LRO can always be done in software.  You can do it at driver, ether_input
or ip_input level.

> a few comments:
> 1. i don't think it makes sense to send multiple acks on
>     coalesced segments (and the 82599 does not seem to do that).
>     First of all, the acks would get out with minimal spacing (ideally
>     less than 100ns) so chances are that the remote end will see
>     them in a single burst anyways. Secondly, the remote end can
>     easily tell that a single ACK is reporting multiple MSS and
>     behave as if an equivalent number of acks had arrived.

ABC (appropriate byte counting) gets in the way though.

> 2. i am a big fan of LRO (and similar solutions), because it can save
>     a lot of repeated work when passing packets up the stack, and the
>     mechanism becomes more and more effective as the system load increases,
>     which is a wonderful property in terms of system stability.
>
>     For this reason, i think it would be useful to add support for software
>     LRO in the generic code (sys/net/if.c) so that drivers can directly use
>     the software implementation even without hardware support.

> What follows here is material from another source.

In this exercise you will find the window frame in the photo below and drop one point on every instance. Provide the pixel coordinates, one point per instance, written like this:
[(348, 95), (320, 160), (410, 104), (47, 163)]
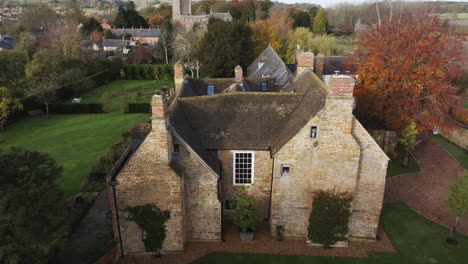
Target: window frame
[(208, 86), (234, 167), (316, 131), (285, 166)]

It hurts on higher RTT links in the general case.  For LAN RTT's
it's good.

> 3. similar to LRO, it would make sense to implement a "software TSO"
>     mechanism where the TCP sender pushes a large segment down to
>     ether_output, and having code in if_ethersubr.c do the segmentation
>     and checksum computation. This would save multiple traversals of
>     the various layers on the stack recomputing essentially the same
>     information on all segments.

All modern NIC's support hardware TSO.  There's little benefit in
having a parallel software implementation.  And then you run into
the mbuf chain copying issue further down the layer.  The win won't
be much.

-- 
Andre